The fertility level is currently 1.75 children per woman, but in 2010 it was 0.65.
The global economy recovered from recession in 2010 and in 2015 the level of fertility in the developed world was just 0.5 children per women.
Fertility rate at a glance: What is the global fertility rate?
The fertility rate is the number of children a woman can expect to have if she were to have all her children.
It is calculated by dividing the number by the number who are currently in the world.
The global fertility is 1.7, or about 7.4 children per man.
Who has the highest fertility rate: The most recent global fertility figure is 0.68 children per female, or 8.5.
This is about 5.2 percentage points higher than the global average.
Who has a fertility rate below the global level: At the time of writing, the fertility rate for India is 0:0.3, or 2.6 children per girl.
How has the fertility level changed?
In the last two decades, the global population has grown by about 10% per annum, from an estimated 6.3 billion people in 1960 to 8.7 billion in 2020.
This means the world’s population has more than doubled since then.
In 2020, India’s population will be more than 12 billion people.
Why is India’s fertility rate so high?
One of the main reasons for India’s high fertility rate comes from the country’s large rural population.
It has around 30% of the world population, which is a large share.
In addition, India has the lowest fertility rate among developed countries, which has been attributed to a variety of factors, including poverty, lack of infrastructure and low education.
But there are other factors that can also contribute to high fertility rates.
One such factor is that in India, the country has one of the highest rates of single-mother households in the OECD, which means that the family is very dependent on a single mother.

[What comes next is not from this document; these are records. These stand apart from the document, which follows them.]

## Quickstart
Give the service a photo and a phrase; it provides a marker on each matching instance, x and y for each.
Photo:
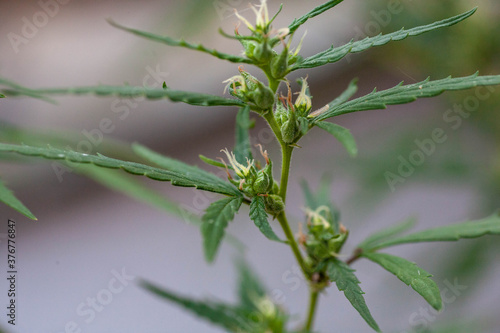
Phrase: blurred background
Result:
(86, 233)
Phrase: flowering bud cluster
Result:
(256, 182)
(322, 240)
(288, 115)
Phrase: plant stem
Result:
(286, 159)
(313, 302)
(293, 244)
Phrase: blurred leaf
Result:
(334, 54)
(182, 43)
(250, 287)
(71, 157)
(242, 148)
(471, 229)
(124, 184)
(410, 274)
(387, 233)
(315, 12)
(121, 91)
(226, 316)
(402, 94)
(191, 172)
(8, 198)
(340, 273)
(342, 134)
(259, 216)
(215, 221)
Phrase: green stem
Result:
(293, 243)
(313, 302)
(286, 159)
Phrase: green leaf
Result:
(342, 134)
(410, 274)
(322, 198)
(470, 229)
(8, 198)
(242, 149)
(402, 94)
(212, 162)
(226, 316)
(71, 157)
(334, 54)
(259, 216)
(124, 184)
(378, 237)
(315, 12)
(215, 221)
(182, 43)
(351, 89)
(191, 172)
(121, 91)
(340, 273)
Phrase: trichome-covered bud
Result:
(290, 129)
(303, 103)
(241, 170)
(264, 181)
(274, 204)
(279, 64)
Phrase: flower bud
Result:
(263, 184)
(303, 102)
(263, 52)
(289, 129)
(274, 204)
(279, 64)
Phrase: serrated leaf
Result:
(315, 12)
(192, 98)
(470, 229)
(402, 94)
(8, 198)
(177, 179)
(242, 148)
(216, 218)
(387, 233)
(182, 43)
(212, 162)
(340, 273)
(259, 216)
(189, 171)
(122, 183)
(342, 134)
(223, 315)
(303, 125)
(410, 274)
(322, 198)
(351, 89)
(334, 54)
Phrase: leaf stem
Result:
(286, 152)
(313, 302)
(293, 244)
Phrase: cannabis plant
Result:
(250, 170)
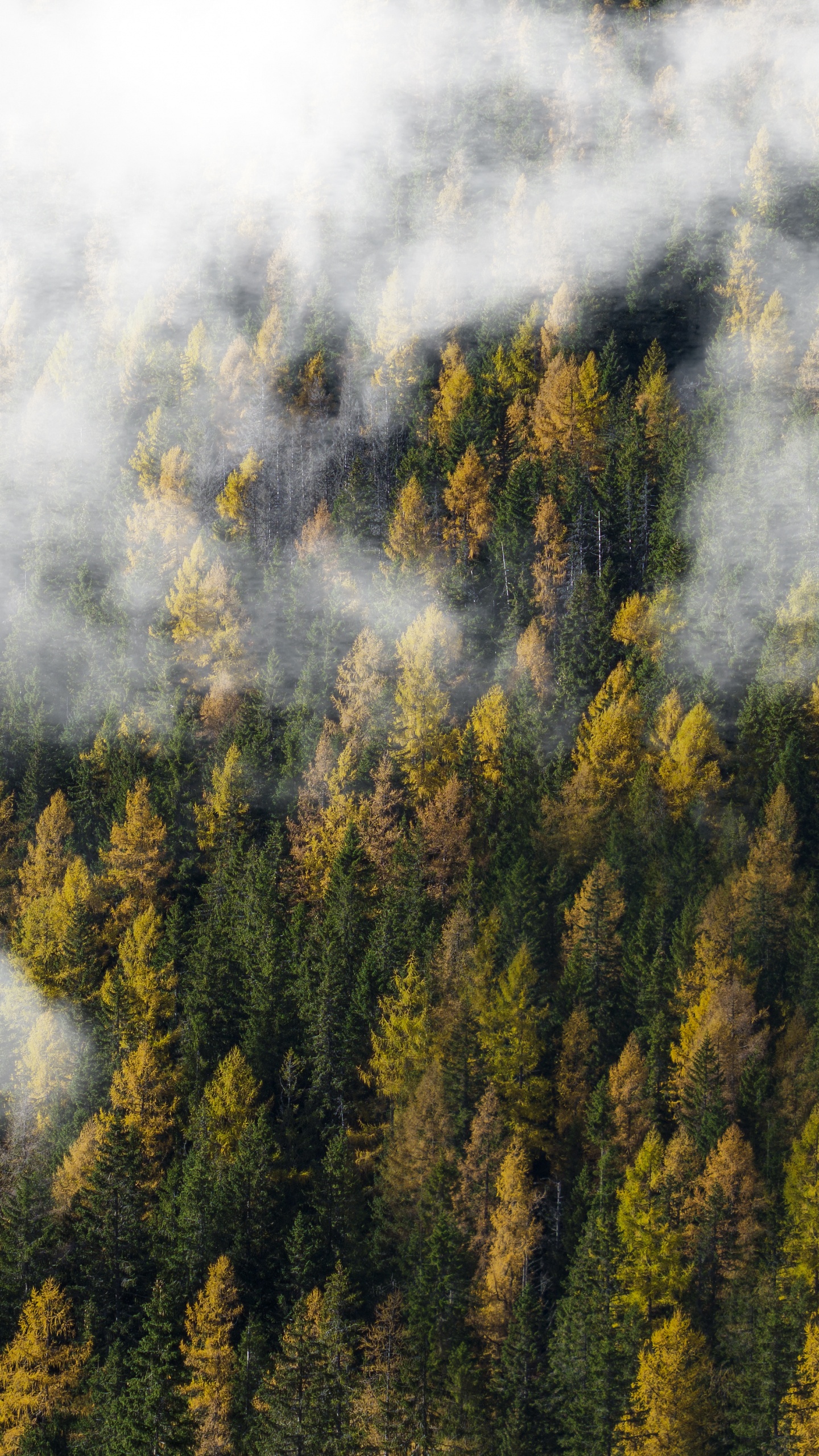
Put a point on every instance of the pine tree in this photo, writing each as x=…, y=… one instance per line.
x=152, y=1411
x=40, y=1368
x=467, y=498
x=703, y=1104
x=652, y=1272
x=511, y=1040
x=802, y=1203
x=594, y=1349
x=515, y=1238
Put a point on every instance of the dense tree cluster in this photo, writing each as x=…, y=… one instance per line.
x=408, y=829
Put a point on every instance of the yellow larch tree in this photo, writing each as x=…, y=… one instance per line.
x=455, y=386
x=515, y=1238
x=727, y=1207
x=44, y=867
x=535, y=659
x=741, y=289
x=656, y=402
x=631, y=1106
x=75, y=1171
x=512, y=1044
x=229, y=1104
x=570, y=408
x=424, y=744
x=136, y=861
x=401, y=1046
x=161, y=528
x=548, y=568
x=771, y=349
x=144, y=1091
x=802, y=1203
x=40, y=1368
x=800, y=1405
x=764, y=892
x=444, y=825
x=573, y=1085
x=690, y=753
x=672, y=1410
x=317, y=545
x=235, y=503
x=610, y=736
x=222, y=814
x=649, y=622
x=652, y=1272
x=57, y=937
x=592, y=942
x=467, y=498
x=196, y=362
x=489, y=721
x=208, y=623
x=210, y=1359
x=361, y=683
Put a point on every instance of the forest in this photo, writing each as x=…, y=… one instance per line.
x=408, y=823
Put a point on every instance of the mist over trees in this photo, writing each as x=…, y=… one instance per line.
x=408, y=744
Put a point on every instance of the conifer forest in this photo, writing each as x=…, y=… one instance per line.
x=410, y=730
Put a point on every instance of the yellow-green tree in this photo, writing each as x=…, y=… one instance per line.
x=800, y=1405
x=592, y=942
x=421, y=737
x=361, y=683
x=210, y=1359
x=631, y=1106
x=573, y=1082
x=511, y=1041
x=467, y=500
x=652, y=1272
x=144, y=1090
x=162, y=524
x=570, y=408
x=410, y=539
x=385, y=1417
x=548, y=568
x=140, y=992
x=534, y=659
x=136, y=862
x=672, y=1408
x=610, y=737
x=44, y=867
x=229, y=1103
x=802, y=1203
x=206, y=619
x=489, y=721
x=42, y=1366
x=401, y=1046
x=690, y=747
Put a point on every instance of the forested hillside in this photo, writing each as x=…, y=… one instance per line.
x=408, y=828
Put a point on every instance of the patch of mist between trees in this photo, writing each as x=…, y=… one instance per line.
x=42, y=1047
x=657, y=134
x=379, y=118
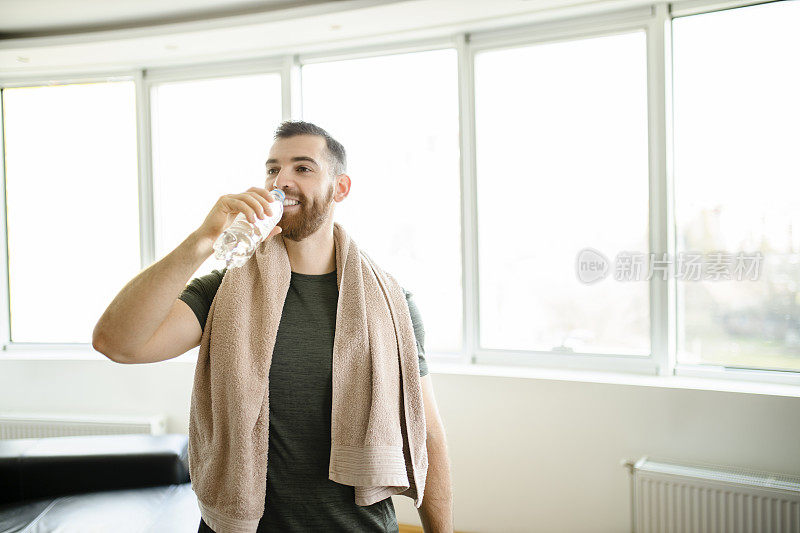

However, India also has one the lowest rates of children under the age of five.
This suggests that a higher proportion of the population in India is growing up without a father.
There are also a number of cultural differences that affect fertility rates, according to the World Bank.
For example, a lower level of education may have a negative impact on fertility.
In fact, one study suggests that women who do not complete their schooling are more likely to be single mothers than women who complete their education.
The World Bank also found that people living in remote areas of India may be more likely than their urban counterparts to have children who are not related.
As the world becomes wealthier, more women will be able to afford to have a child.
The country’s economy is also expanding, and as a result, India is one of its fastest-growing countries.